Homemade soymilk, Wow, even I can’t believe I made that myself yet. It came out good, and even thicker than the ones I buy at the store. Now, I won’t lie here, I do not really enjoy the soymilk “as is”, so to suit my tastes it does have to be sweetened, or flavored with cocoa (or nesquick), then I can call it good stuff!
With the milk I got a bonus: the okara; basically the processed soybeans that was leftover after being cooked for the milk making procedure. From what I found out, the okara is very nutritious, so I went ahead and followed the lead of my friends and tried out Akemi’s recipe for Okara Bread. And Oh Boy, now this was good!
I made little rolls with the recipe (just so that it would be easy to freeze), and they came out super moist and delicious, both my husband and my son loved the bread and we all came to a consensus declaring that this was one of the best recipe for rolls that I have made. It was just perfect warm out of the oven with a little butter, good, really good!
Here I am again sneaking soy into the boys, sneaking yes, because I never mentioned the okara being in the bread, of course!
I am not sure I will make soy milk again (just because I really like the one I get at the store!), although I will definitely look for the ready okara at Asian markets in order to make more bread and try out more recipes with it, but this was definitely worth trying, the whole process, very fulfilling to my culinary enrichment. Learning new things is always good to me, especially when there is some cooking involved!
So here I leave you with Karen’s recipe for soymilk and Akemi’s recipe for the okara Bread. Thank you guys, both for leading me out to such good food experience!
Karen’s Soy Milk
300 grams soybeans
About 3 liters water
Soak the beans in water overnight; they will soften and get swollen.
On the next day put 1 liter of water in a big pan and bring it to a boil.
While the water comes to the boil, process the soybeans in a blender, adding the water that it was soaked as necessary.

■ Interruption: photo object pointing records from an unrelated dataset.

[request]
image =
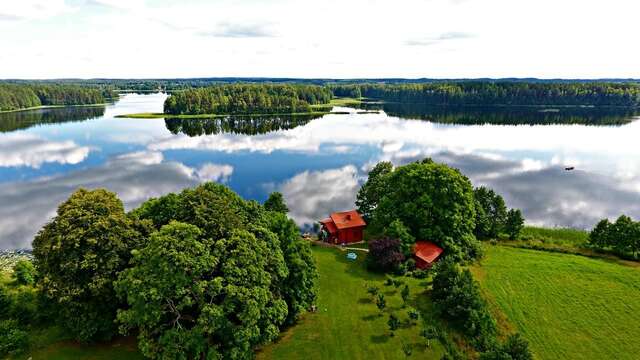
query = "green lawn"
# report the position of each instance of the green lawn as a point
(53, 344)
(347, 324)
(556, 236)
(567, 306)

Add the processed soybean mixture to the boiling water and cook over medium-high heat, stirring frequently so that it does not stick to the bottom of the pan. When the mixture reaches the boil, turn of the heat and let it cool down in the pan. After cooled, strain the milk using either cheesecloth or a very fine sieve. The liquid is your Soymilk, and the residue left in the cloth (or sieve) is the okara.
Akemi’s Oakara Bread
For the sponge: In a large bowl combine together 10 grams dry yeast, 3 tablespoons sugar, and 1 cup warm water (100 to 110 F). Let stand for 15 minutes.
¼ cup oil
3 tablespoons sugar
1 tablespoon salt
2 cups okara
3 to 4 cups flour
Add oil, sugar, salt and okara to the sponge after it bloomed. Mix well together and then start adding flour to the mixture, ½ cup at a time, until you get a smooth dough that doesn’t stick to your hands (you may or may not need all the flour). Put the dough on a bowl, cover with plastic and let it rise until doubled in size, about 1 hour.
Shape dough into desired shape, place it on greased baking sheet and let it rise for 20 more minutes. Bake bread at 350F for 20 to 30 minutes, depending on size of your bread.
Note: I baked mine in muffin tins and it took 20 minutes total. Also, the recipe did not say anything, but I brushed my rolls with egg wash before baking.